Dr. Campbell: New risks of testosterone therapy reported in men

RALEIGH, N.C. (WNCN) – Over the last decade, millions of American men have turned to testosterone therapy.

Many men currently use testosterone pills, gels or injections, hoping that the male hormone will boost their sex drive, stamina, as well as optimize their body weight and strength.

  1. Why has testosterone therapy become more common and who should get it?

As men age, they produce less and less testosterone. Testosterone levels peak in the late 20s. Many studies have shown that testosterone can improve sexual function, stamina, body weight and overall health in men who are proven to be testosterone deficient.

You can determine testosterone levels by having several blood tests done by your physician. Those with normal testosterone levels should not be treated with testosterone. The normal range is very wide from 300-1,100 and it is important to determine if you have any symptoms of testosterone deficiency as you decide with your doctor if you are a candidate for replacement.

Believe it or not, women also need testosterone. Women produce testosterone (but in much smaller amounts as compared to men). As women age, their production can also fall to low levels and they can also develop symptoms.

  1. How is testosterone therapy given?

Testosterone can be delivered in shots, gels, creams or implanted pellets. The only effective way to deliver testosterone with stable blood levels for men is via an injection or shot. In women, creams and gels are ideal. Pellets are widely used but there absorption is variable and not predictable.

  1. What did this new study tell us about the risks of testosterone therapy in men?

It’s been known for a while that the estrogen in birth control pills increases a woman’s risk of blood clots, and earlier studies have raised similar concerns for testosterone therapy for men. In this study, researchers reviewed data from nearly 19,000 men with confirmed blood clots (called Venous thromboembolism or VTE) and compared them to a control group of 100,000 other patients. They found that within the first six months of testosterone treatment, a man’s risk of blood clots increased 63 percent compared to those not taking the hormone.

It’s important to remember that this type of study only suggests an association—it does not prove cause and effect. I do think that this study should give us pause —testosterone could prove hazardous for men who already are at high risk for blood clots.

It is also important to note that multiple studies over the last several years have provided conflicting evidence on heart risks for testosterone therapy. It is important to carefully consider your risk vs. benefit with your doctor before beginning therapy.

  1. What should patients do if they think they may need testosterone?

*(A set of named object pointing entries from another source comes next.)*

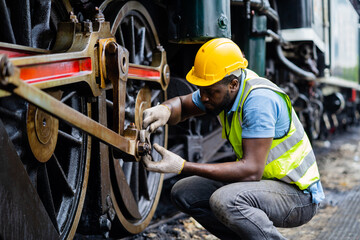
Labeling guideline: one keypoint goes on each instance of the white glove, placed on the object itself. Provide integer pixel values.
(171, 163)
(156, 117)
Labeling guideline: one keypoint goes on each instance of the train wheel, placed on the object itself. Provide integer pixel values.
(134, 29)
(55, 155)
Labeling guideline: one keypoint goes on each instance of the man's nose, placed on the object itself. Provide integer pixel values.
(204, 97)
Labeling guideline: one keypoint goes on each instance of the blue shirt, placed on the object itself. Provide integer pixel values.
(265, 115)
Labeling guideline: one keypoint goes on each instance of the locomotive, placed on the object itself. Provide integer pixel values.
(76, 76)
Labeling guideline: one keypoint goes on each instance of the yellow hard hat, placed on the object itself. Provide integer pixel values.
(214, 60)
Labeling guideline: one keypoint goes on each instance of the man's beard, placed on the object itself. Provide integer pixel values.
(224, 105)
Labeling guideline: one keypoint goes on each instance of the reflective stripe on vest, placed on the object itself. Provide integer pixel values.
(295, 146)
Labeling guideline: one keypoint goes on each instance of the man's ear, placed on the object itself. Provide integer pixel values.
(234, 85)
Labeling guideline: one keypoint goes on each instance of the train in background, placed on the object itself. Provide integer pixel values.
(109, 60)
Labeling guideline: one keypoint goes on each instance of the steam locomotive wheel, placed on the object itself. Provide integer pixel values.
(55, 155)
(134, 29)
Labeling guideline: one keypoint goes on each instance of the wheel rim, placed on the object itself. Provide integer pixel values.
(133, 29)
(61, 180)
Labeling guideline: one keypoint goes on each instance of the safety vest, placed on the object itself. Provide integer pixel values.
(291, 158)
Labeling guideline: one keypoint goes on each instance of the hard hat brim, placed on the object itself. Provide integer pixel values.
(191, 78)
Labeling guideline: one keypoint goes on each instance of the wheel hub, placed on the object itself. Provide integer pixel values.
(42, 131)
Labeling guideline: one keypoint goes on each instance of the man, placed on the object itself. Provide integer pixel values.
(275, 181)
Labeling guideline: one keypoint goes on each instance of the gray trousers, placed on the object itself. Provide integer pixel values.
(243, 210)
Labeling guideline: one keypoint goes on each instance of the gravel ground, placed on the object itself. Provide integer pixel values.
(339, 166)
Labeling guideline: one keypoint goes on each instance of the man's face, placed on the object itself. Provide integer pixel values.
(215, 98)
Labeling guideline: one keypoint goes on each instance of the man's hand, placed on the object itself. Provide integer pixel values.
(170, 163)
(156, 117)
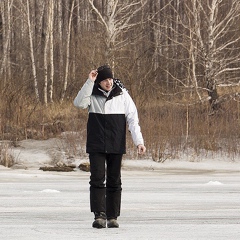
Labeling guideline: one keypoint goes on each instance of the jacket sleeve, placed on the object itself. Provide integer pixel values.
(83, 98)
(132, 120)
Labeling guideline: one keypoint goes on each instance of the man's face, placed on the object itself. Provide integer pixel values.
(106, 84)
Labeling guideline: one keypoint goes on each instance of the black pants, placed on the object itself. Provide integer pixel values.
(105, 183)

It is critical to discuss testosterone therapy with your doctor and carefully review your underlying risk factors for VTE with your doctor, and weigh that risk against the potential benefit of testosterone therapy. Risk factors for venous thromboembolism include obesity, prolonged immobility, recent surgery, advanced age and prior episodes of blood clots.

It is important to carefully monitor blood work once you start on testosterone and to follow up regularly with your doctor. Look for a doctor who is certified in Age Management Medicine—they have received special training in hormone replacement therapy and are qualified to manage testosterone.